The expression originates from the belief that the white swan (cygnus olor ) lived all his life chirping without much beauty or even without making any sounds, performing this action only before he died. In that last moment, a beautiful song echoed from the swan before his death. Therefore, it refers to the final work of a great artist, who would have accumulated inspiration during his life to in the end conceive a beautiful work of art.
A possible first mention of this expression would have been made by Socrates, before he committed suicide by eating hemlock, in 399 BC. Plato, in the dialogue Phaedo, presents a last sentence of Socrates, in which the great Greek philosopher had referred to swans:
“When they feel the hour of death approaching, these birds, which already sang during their lives, then display the most splendid, most beautiful song; they are happy to meet the god whose servants they are. (...) I personally don't believe they sing out of sadness; I believe, on the contrary, that, being the birds of Apollo, the swans have a gift of divination and, as they present the joys they would have enjoyed in Hades, they sing that day more joyfully than ever.” [1]
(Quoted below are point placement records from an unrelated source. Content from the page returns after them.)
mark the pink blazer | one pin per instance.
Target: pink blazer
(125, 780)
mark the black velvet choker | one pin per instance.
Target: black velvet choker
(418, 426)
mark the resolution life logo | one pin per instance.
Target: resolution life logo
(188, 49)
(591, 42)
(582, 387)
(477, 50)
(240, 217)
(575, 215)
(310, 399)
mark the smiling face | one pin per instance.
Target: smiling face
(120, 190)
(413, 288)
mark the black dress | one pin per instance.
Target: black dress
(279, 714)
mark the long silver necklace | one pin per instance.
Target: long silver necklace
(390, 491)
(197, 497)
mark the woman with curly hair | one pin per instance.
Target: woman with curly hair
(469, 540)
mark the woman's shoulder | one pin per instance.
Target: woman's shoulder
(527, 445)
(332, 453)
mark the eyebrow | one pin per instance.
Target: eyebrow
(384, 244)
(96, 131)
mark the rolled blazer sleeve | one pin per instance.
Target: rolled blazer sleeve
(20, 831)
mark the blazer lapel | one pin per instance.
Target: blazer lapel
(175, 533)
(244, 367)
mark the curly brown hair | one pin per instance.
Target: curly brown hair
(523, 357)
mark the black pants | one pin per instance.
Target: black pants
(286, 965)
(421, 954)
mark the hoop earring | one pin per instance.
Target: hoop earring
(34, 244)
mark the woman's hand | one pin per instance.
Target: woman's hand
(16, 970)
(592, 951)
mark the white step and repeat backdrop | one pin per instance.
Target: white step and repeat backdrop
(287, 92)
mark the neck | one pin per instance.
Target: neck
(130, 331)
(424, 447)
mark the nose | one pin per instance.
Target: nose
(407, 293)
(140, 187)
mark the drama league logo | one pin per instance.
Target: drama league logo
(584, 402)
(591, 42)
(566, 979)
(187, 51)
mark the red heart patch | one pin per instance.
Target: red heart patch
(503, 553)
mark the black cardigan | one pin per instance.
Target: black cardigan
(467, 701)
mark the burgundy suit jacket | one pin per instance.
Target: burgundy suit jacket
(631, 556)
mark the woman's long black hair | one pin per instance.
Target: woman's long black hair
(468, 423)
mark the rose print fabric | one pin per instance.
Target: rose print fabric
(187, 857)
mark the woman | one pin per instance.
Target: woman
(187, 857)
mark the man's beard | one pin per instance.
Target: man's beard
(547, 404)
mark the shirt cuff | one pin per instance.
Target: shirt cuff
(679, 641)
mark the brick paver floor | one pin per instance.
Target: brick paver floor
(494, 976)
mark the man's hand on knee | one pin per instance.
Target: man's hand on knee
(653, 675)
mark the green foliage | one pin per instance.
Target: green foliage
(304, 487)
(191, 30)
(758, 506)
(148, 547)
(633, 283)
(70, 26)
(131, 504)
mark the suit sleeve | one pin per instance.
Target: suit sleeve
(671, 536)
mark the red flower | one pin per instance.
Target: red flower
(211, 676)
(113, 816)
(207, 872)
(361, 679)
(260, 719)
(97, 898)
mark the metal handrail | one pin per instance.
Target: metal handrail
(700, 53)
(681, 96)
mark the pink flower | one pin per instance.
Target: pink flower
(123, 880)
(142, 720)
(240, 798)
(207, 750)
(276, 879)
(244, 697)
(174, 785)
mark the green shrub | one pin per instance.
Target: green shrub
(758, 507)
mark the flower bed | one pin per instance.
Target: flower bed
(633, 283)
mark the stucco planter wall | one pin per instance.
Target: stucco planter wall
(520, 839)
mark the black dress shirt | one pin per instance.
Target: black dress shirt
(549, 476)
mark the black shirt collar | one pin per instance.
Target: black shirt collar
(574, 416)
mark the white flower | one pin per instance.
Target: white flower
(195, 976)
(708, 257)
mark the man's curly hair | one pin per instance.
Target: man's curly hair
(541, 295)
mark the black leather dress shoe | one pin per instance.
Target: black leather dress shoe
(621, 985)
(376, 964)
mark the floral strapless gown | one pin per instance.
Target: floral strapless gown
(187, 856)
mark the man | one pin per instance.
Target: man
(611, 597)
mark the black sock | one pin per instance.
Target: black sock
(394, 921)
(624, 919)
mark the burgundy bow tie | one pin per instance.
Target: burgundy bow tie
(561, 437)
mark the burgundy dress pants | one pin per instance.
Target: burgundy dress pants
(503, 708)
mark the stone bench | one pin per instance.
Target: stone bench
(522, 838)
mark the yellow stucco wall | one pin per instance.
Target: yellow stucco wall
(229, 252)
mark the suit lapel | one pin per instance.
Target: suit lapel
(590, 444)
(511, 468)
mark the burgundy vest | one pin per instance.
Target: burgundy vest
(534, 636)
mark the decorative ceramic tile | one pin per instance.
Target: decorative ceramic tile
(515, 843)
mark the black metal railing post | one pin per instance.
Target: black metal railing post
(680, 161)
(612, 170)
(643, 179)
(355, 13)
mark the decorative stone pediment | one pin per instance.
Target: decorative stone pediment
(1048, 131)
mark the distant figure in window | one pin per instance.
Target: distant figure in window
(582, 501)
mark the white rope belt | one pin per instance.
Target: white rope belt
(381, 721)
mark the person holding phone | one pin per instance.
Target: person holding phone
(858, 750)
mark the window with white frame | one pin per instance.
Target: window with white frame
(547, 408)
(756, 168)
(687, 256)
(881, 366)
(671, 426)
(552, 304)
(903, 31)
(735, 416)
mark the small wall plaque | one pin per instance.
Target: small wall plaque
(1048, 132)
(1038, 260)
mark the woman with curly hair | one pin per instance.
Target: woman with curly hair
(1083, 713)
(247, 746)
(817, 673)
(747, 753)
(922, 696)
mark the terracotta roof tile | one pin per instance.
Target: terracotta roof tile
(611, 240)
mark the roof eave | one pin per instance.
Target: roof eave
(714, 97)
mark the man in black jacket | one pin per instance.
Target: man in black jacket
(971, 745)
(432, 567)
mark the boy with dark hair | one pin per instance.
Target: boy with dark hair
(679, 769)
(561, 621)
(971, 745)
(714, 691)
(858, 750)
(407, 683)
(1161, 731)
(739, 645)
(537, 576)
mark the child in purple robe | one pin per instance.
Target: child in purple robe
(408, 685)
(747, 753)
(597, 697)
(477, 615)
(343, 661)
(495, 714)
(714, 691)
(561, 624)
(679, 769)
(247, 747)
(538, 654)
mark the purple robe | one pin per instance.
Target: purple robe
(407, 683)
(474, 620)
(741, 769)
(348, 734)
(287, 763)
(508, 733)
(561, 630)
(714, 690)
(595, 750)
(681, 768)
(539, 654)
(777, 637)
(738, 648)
Socrates drinking the hemlock, in an engraving published in the Pictographic History of the Great Nations of the World
For a long time, this action of the white swan was believed to be true. Several were the poets or even musicians who referred to it.
However, scientists have disproved the story. White swans are not mute, as they grunt and whistle throughout their lives. They also don't perform any chants when dying.
This situation shows how expressions when they take cultural roots are difficult to use, their metaphorical meanings are worth more than their scientific truth.
[1] Living History . Year X, no. 210, p. 13.